Bien que le delta du Mékong soit la région agricole de pointe du pays, avec plus de 65% de sa population travaillant dans l’agriculture, les revenus des agriculteurs restent encore faibles. Les entreprises de transformation d’aliments et d’export de produits agricoles rencontrent également de nombreuses difficultés.
En général, toute la chaîne d’approvisionnement agricole laisse encore à désirer.
Pour cette région, la stratégie nationale de sécurité alimentaire pour 2020 prévoit une augmentation de la production rizicole annuelle de 21 millions à 22,1 millions de tonnes. Quant à la production aquicole totale, elle doit croître de 28% pendant la même période. Pour atteindre ces objectifs, l’agriculture du delta du Mékong doit renforcer ses relations régionales, améliorer sa productivité et investir dans le développement d’infrastructures de transport.
Une grande parcelle de rizière du district de Vi Thuy, province de Hâu Giang, dans le delta du Mékong. |
Investir davantage
dans la distribution
La chaîne d’approvisionnement agricole de la région a beaucoup d’intermédiaires, c’est-à-dire des commerçants qui sont autant de barrières entre les agriculteurs, d’une part, et les transformateurs, les distributeurs domestiques et les exportateurs, d’autre part, car ils fournissent à de faibles prix tout en réalisant des profits, au détriment des agriculteurs. Les commerçants ont l’avantage d’avoir de bonnes connaissances sur leurs localités, ainsi que de disposer de moyens de transport fluvial et de réseaux d’entrepôts locaux. Ils privilégient le réseau fluvial du Mékong pour transporter les produits agricoles, ce qui leur permet une grande souplesse malgré le sous-développement des infrastructures de transport.
Plus de 90% des agriculteurs considèrent les commerçants comme la seule source d’information sur le marché, et comme les acquéreurs uniques de leurs produits. S’agissant des entreprises de transformation, de distribution sur le marché domestique ou d’exportation, parce qu’il n’y a pas de relations avec les producteurs, presque toutes ne comprennent pas la situation de l’offre, ce qui, au final, affecte l’efficacité de l’ensemble de la chaîne d’approvisionnement.

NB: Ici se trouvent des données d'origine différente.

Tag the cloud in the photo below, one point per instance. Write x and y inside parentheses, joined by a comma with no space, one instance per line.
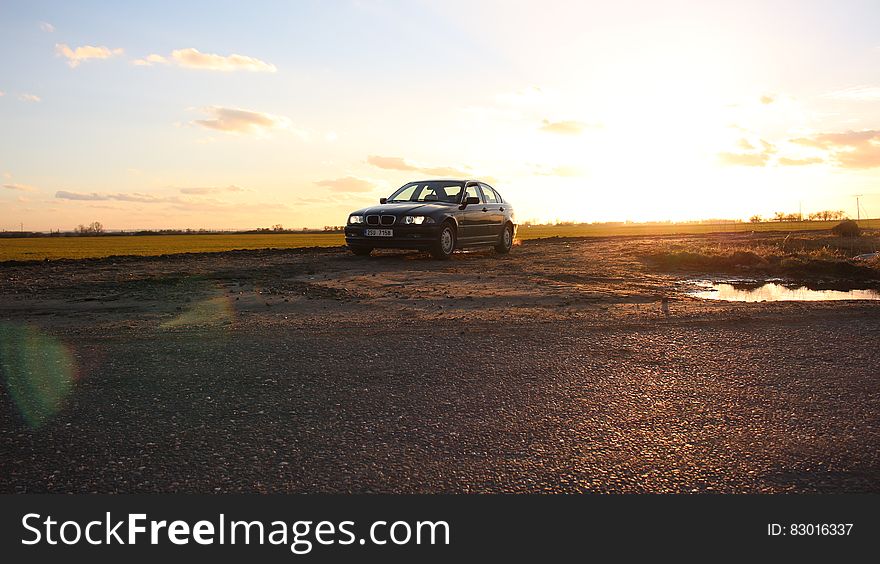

Par rapport aux pays voisins d’Asie du Sud-Est (Philippines, Malaisie ou Thaïlande), le Vietnam a un précieux avantage, son réseau fluvial du delta, né de la multitude des affluents du Mékong. Ce réseau fournit non seulement l’eau pour les cultures, mais permet aussi de transporter les produits agricoles en grand volume. Néanmoins, les infrastructures des voies navigables comme des routes rurales du delta du Mékong ne sont toujours pas complètement développées.
Un centre de création
et de recherche
Aux dires de spécialistes, l’avenir de la chaîne d’approvisionnement du delta du Mékong réside dans la centralisation de la production, des achats et de la distribution afin de réduire les délais de commercialisation des produits agricoles, tout en satisfaisant les conditions adéquates à la recherche et à l’innovation.
Actuellement, la centralisation de la production est en cours grâce à la mise en œuvre de projets pilotes, dont l’expérimentation du modèle de culture à grande échelle des champs de grande superficie (relations verticales), et de celui de coopérative (relations horizontales).
Le delta du Mékong est le premier fournisseur de poissons, de crevettes et de fruits du pays. |
À l’avenir, pour une production centralisée à grande échelle, les deux modèles seront associés. Les coopératives gèreront et coordonneront la production agricole et contrôleront la qualité tout le long du processus, tandis que les entreprises donneront les orientations de production en fonction de la situation du marché, créeront des marques et investiront dans le renouvellement et le développement des technologies.
La centralisation des achats en gros implique de construire un réseau de centres de produits agricoles dans chaque province du delta, lesquels seront chargés de collecter et de procéder à des transformations primaires. Après collecte et traitement au niveau provincial, les produits agricoles seront regroupés dans un grand centre logistique moderne, où ils seront distribués pour traitement, transformation, emballage et conditionnement. La construction de systèmes de stockage à froid, d’entrepôts, de centres de traitement primaire et d’un réseau de transport multimodal, par voies routière et fluviale, demeure essentielle. De l’autre côté de la chaîne, un réseau de distribution centralisé est également à développer, avec un grand centre de distribution moderne et des marchés en gros. Il approvisionnera directement les points de vente des zones urbaine et rurale. Ce modèle est particulièrement au point dans les pays développés comme la France, et le Vietnam en aura un grand besoin dans un avenir proche.
La centralisation de la production, des achats et de la distribution n’améliorera pas seulement l’effectivité de la chaîne d’approvisionnement, mais permettra également au delta du Mékong de devenir un «centre de création et de recherche» qui poussera le développement d’autres secteurs comme les technologies de l’agroalimentaire et les biotechnologies.